Dazu kommen weitere Ebenen: Mit Claudio Monteverdi wird beispielhaft das Prinzip der – ungemein blockflötenaffinen – Diminution fruchtbar gemacht, mit Sätzen von Giovanni Pierluigi da Palestrina oder Johann Hermann Schein wird das motettische Prinzip in die wunderbar harmonische Sphäre des Flötenconsorts, klanglich genährt von der Tenor- bis zur Kontrabassflöte, überführt. Henry Purcell dient als Paradebeispiel für allergrößte Freiheit über einem ostinaten Bass, Charles Dieupart bietet in graziler Suitenlebendigkeit mannigfaltige Entfaltungsmöglichkeiten. Und es ist ein Stück der Gegenwart, vom jungen, 1995 geborenen Thanos Sakellaridis, eingelagert – als Kontrast zur Sphäre der alten Musik und als Beleg dafür, dass die Blockflöte sich auch vor der Sphäre des rauen Klangs oder der artikulatorischen Anforderung nicht zu fürchten braucht oder diesem ästhetischen Format gegenüber etwa unterlegen wäre. Gespielt wird das Stück von Max Volbers und Elisabeth Wirth auf zweien der eigenwilligen Flöten des Instrumentenbauers Herbert Paetzold, in Kontrabass- und Subkontrabasslage.
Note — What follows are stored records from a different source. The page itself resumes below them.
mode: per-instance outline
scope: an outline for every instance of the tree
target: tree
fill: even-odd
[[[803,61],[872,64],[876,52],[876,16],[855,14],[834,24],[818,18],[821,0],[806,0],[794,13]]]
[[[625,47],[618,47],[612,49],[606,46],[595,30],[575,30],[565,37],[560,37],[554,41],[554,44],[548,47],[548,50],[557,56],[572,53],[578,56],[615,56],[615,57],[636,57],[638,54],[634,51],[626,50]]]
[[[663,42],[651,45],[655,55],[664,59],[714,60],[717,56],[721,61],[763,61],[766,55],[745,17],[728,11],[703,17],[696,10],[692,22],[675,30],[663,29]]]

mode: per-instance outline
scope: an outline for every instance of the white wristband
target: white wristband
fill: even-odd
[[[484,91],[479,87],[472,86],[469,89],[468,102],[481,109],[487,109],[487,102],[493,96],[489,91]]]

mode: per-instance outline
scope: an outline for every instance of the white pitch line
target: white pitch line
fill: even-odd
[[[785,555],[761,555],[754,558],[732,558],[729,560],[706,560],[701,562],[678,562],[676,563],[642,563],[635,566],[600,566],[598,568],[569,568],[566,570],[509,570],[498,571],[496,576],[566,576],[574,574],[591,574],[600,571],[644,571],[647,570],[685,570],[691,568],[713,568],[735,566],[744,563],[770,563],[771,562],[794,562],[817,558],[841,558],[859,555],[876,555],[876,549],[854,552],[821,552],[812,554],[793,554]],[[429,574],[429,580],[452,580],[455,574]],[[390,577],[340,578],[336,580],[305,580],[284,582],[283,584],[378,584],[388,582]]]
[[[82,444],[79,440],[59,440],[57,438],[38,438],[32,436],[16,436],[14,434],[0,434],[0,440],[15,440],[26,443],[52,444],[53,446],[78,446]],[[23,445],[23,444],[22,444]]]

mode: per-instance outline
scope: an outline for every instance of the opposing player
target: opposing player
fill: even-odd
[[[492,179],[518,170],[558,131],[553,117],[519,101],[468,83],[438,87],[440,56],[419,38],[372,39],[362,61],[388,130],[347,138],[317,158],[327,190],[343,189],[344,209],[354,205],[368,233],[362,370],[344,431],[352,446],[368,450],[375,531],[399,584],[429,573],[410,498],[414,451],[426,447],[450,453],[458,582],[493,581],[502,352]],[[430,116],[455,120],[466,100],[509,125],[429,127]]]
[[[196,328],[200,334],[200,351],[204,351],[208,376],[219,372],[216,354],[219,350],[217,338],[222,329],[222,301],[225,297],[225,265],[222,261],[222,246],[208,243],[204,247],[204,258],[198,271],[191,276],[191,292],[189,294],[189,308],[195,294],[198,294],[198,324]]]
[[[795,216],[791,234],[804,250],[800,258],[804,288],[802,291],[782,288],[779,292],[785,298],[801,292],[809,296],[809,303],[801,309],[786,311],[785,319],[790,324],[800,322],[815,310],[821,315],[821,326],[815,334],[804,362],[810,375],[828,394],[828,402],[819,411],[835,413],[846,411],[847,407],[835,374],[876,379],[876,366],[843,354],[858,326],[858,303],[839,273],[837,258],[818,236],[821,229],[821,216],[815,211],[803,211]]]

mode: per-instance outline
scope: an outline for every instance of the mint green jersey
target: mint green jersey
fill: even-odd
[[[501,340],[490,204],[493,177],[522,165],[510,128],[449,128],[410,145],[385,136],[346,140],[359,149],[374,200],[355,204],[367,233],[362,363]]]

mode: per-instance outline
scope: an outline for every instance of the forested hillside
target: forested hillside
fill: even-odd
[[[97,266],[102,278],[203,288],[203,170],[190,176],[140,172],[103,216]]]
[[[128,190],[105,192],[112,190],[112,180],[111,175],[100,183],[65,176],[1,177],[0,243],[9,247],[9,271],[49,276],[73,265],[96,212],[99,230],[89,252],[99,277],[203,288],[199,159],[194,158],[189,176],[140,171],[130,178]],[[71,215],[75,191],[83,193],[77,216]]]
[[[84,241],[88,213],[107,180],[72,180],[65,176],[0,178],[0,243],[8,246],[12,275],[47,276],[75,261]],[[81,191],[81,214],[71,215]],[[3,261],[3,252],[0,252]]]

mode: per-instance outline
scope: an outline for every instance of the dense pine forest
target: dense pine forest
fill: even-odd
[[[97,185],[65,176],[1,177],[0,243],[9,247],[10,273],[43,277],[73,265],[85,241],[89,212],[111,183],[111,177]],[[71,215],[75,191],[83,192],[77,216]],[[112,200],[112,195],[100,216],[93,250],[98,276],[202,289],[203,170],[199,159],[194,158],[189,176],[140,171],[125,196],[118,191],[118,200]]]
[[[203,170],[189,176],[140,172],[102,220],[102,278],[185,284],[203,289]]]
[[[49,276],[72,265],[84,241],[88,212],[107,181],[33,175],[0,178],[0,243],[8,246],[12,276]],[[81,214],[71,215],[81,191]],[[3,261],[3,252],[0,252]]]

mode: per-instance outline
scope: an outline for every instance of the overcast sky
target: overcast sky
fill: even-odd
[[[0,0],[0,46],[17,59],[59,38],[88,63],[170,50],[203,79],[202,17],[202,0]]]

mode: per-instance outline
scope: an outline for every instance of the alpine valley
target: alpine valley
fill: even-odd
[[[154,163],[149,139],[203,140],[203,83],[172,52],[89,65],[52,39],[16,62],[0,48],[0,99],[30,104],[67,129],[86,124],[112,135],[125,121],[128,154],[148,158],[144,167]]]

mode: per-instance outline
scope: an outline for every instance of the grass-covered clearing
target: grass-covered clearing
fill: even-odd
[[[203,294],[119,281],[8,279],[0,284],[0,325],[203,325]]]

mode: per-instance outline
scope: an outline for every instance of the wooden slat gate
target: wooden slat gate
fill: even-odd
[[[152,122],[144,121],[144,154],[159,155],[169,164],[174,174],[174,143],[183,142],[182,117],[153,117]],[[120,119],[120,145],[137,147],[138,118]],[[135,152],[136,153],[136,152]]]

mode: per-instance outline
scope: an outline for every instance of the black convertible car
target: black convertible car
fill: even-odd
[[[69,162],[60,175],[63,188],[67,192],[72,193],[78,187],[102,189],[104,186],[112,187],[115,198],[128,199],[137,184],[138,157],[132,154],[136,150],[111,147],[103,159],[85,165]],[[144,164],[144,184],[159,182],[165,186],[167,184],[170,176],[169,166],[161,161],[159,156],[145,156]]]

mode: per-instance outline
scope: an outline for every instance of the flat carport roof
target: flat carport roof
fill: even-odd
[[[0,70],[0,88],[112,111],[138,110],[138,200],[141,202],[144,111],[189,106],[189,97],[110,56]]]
Solist und Ensemble: Hörbar inspiriert
Überhaupt ist es die besetzungsmäßige Vielfalt, die die Präsentation sehr gelingen lässt: Das Ensemble ist solistisch mit Streichern, Laute, verschiedenen Tasteninstrumenten und einer breiten Palette von Blockflöten besetzt, die von Volbers selbst und weiteren Kolleginnen und Kollegen gespielt werden. Das Ensemble agiert lebendig und spritzig, knackig im klanglichen Zugriff in der Welt der Konzerte, voller Delikatesse bei Dieupart. Die variablen Besetzungen fügen sich zu einem erstaunlich stimmigen, im Ansatz dynamisch wirkenden Bild von kammermusikalischem Geist. Das fünfstimmige Consort ist wirklich harmonisch gefügt – das intonatorische Wagnis, das einer solchen Anordnung innewohnt, wird reich belohnt; die Formation entfaltet in dem intrikaten Material dazu eine erstaunlich konsistente affektive Wirkung.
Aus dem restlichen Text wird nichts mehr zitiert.